MMD (X_{S}, X_{T}) = \begin{matrix} {‖ \frac{1}{\begin{matrix} | X_{s} | \end{matrix}} \sum_{x_{s} ϵ X_{S}} ϕ (x_{s}) - \frac{1}{\begin{matrix} | X_{T} | \end{matrix}} \sum_{x_{t} ϵ X_{T}} ϕ (x_{t}) ‖}_{H} \end{matrix}

(1)

Where $X_{s}$ and $X_{T}$ represent the source domain and target domain sample sets, respectively. $ϕ (\cdot) : X_{s}, X_{T} \to H$ represents the mapping from the original space to the regenerated Hilbert space.

Figure 3.

Model structure of MDS-ADAN.

Considering that the target domain labels are not available, the MDS-ADAN model draws on the idea of generative adversarial networks (GAN),³⁵ which adds a domain discriminator $D_{d}$ to perform domain discrimination on the input dataset. This process helps to make the feature representation robust, improve the generalization ability of the trained model, and avoid overfitting to small-sized labeled samples.³⁶ We use 1 to represent the source domain data and 0 to represent the target domain data, denoted as $D_{d} (G_{f}) \to {0, 1}$ . The objective function of $D_{d}$ is defined as:

\begin{matrix} L_{d} & = E_{x ~ P_{S} (x)} [\log G_{f} (D_{d} (x))] \\ + E_{x ~ P_{T} (x)} [\log (1 - G_{f} (D_{d} (x)))] \end{matrix}

(2)

The objective function $C_{y}$ is defined as:

\begin{matrix} L_{y} = - E_{x ~ P_{S} (x)} [\log (G_{f} (C_{y} (x)), y)] \end{matrix}

(3)

Where $x ~ P_{S} (x)$ indicates the sample comes from the source domain dataset, $x ~ P_{T} (x)$ indicates that the sample comes from the target domain dataset, and $y$ indicates the classification sample label. During training, the features extracted by the feature extractor confuse the domain discriminator. On the other hand, the domain discriminator is trained to correctly classify the source domain and target domain features, which is a game process. The adversarial loss is expressed as:

\begin{matrix} min_{θ_{f}, θ_{y}} max_{θ_{d}} L_{y} - μ L_{d} \end{matrix}

(4)

Where $θ_{f}, θ_{y}$ , and $θ_{d}$ are the weight parameters of $G_{f}, C_{y}$ , and $D_{d}$ , respectively. $μ$ is the hyperparameter.

The MDS-ADAN model not only performs distribution calibration at the adaptation layer, but also reduces the feature distribution differences between domains at the end of the classifier. Thus the overall loss is expressed as:

\begin{matrix} L_{G} = L_{y} + λ_{1} L_{MM D_{1}} + λ_{2} L_{MM D_{2}} + μ L_{d} \end{matrix}

(5)

Where $L_{MM D_{1}}$ and $L_{MM D_{2}}$ represent the distribution difference measure of the adaptation layer and the end of the classifier, respectively. $λ_{1}$ and $λ_{2}$ are hyperparameters, in this paper $λ_{1} = λ_{2} = 0.25$ , $μ = 1$ .
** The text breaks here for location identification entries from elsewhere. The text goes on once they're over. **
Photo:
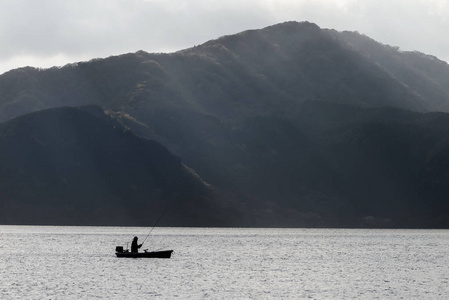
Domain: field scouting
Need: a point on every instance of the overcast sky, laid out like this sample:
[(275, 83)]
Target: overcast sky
[(45, 33)]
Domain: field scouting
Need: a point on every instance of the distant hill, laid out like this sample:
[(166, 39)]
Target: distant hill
[(79, 166), (290, 125)]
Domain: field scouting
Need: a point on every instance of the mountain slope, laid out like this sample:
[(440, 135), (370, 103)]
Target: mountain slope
[(79, 166), (288, 122)]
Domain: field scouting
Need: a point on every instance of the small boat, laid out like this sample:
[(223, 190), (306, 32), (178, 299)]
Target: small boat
[(154, 254)]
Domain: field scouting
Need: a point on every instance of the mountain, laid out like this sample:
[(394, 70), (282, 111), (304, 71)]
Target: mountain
[(78, 166), (290, 125)]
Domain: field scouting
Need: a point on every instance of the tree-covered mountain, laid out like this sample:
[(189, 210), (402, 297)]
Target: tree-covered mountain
[(291, 125), (79, 166)]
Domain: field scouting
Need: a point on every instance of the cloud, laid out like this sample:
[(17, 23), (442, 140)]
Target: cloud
[(46, 32)]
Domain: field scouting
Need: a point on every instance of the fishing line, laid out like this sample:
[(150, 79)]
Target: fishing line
[(155, 223)]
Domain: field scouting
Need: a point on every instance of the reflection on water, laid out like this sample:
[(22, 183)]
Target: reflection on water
[(79, 262)]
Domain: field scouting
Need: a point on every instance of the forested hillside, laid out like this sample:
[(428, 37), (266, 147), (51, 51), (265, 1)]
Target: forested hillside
[(290, 125)]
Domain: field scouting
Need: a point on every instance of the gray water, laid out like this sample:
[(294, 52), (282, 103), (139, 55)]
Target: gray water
[(216, 263)]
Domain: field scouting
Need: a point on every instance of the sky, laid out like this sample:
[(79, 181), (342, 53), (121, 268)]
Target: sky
[(46, 33)]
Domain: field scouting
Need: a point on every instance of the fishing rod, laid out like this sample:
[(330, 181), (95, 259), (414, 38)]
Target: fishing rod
[(157, 221)]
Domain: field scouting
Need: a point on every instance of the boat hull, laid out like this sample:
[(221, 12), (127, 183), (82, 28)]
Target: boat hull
[(155, 254)]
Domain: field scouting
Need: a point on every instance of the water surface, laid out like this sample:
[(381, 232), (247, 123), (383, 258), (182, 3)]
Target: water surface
[(79, 263)]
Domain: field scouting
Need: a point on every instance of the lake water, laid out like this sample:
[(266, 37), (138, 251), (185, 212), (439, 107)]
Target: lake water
[(215, 263)]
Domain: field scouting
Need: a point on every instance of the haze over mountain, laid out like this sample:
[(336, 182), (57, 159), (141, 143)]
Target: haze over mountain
[(290, 122)]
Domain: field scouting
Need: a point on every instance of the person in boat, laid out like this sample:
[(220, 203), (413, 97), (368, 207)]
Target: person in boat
[(135, 246)]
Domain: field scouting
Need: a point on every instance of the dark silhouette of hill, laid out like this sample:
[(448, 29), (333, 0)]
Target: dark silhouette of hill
[(251, 73), (292, 125), (79, 166)]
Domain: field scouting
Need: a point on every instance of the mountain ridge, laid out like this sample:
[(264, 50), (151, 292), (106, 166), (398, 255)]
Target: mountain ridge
[(287, 124)]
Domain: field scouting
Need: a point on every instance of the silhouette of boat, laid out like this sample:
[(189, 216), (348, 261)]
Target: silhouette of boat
[(154, 254)]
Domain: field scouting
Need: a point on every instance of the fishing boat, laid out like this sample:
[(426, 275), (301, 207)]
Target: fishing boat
[(153, 254), (134, 253)]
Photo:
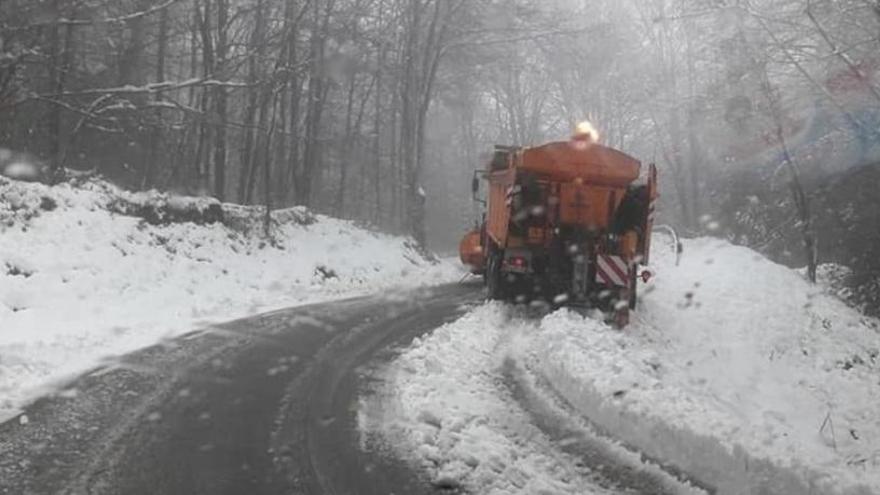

The MDS-ADAN model effectively fits the data distribution of the source and target domains in the pre-training stage of LDE-ADA, learns domain-invariant features, and improves the accuracy of active learning sample queries.

Active learning query strategy

Our purpose is to select the most valuable target domain samples for labeling, that is, newly added healthy category samples in the target domain. The commonly used methods based on uncertainty sampling are margin sampling method (MS) and entropy method (ET) to measure the classifier output vector, and select the samples that are most difficult to diagnose by the model. The expression formulas of margin sampling method equation (6) and entropy method equation (7) are as follows:

\begin{matrix} x_{M}^{*} = \underset{x \in U_{n}}{argmin} P (y_{1} | x) - P (y_{2} | x) \end{matrix}

(6)

\begin{matrix} x_{E}^{*} = \underset{x \in U_{n}}{argmax} \sum_{k = 1}^{K} - P (y_{k} | x) \log P (y_{k} | x) \end{matrix}

(7)

where, $P (y_{1} | x)$ and $P (y_{2} | x)$ represent the probability that the output of the sample $x$ is the largest possible category and the second largest possible category, respectively.

In this work, we propose an uncertainty sampling method that combines the above two sampling methods, namely the entropy margin difference algorithm (EM), which performs the difference operation between the entropy method and the margin sampling method. This method uses a smaller sampling set to improve the precision of sample query. To determine the effectiveness of the method, we randomly selecte two groups of target domain data (100 samples per group) and put them into a well-trained domain adaptation model for result analysis. These three uncertainty sampling based query methods are analyzed according to the output vector, as shown in Figure 4.

Figure 4.

The domain adaptation model is trained by 9 types of health categories in the source domain and 10 types of health categories in the target domain, and the output vector analysis is performed by using the uncertainty sampling query strategy. EM can accurately select newly added health categories.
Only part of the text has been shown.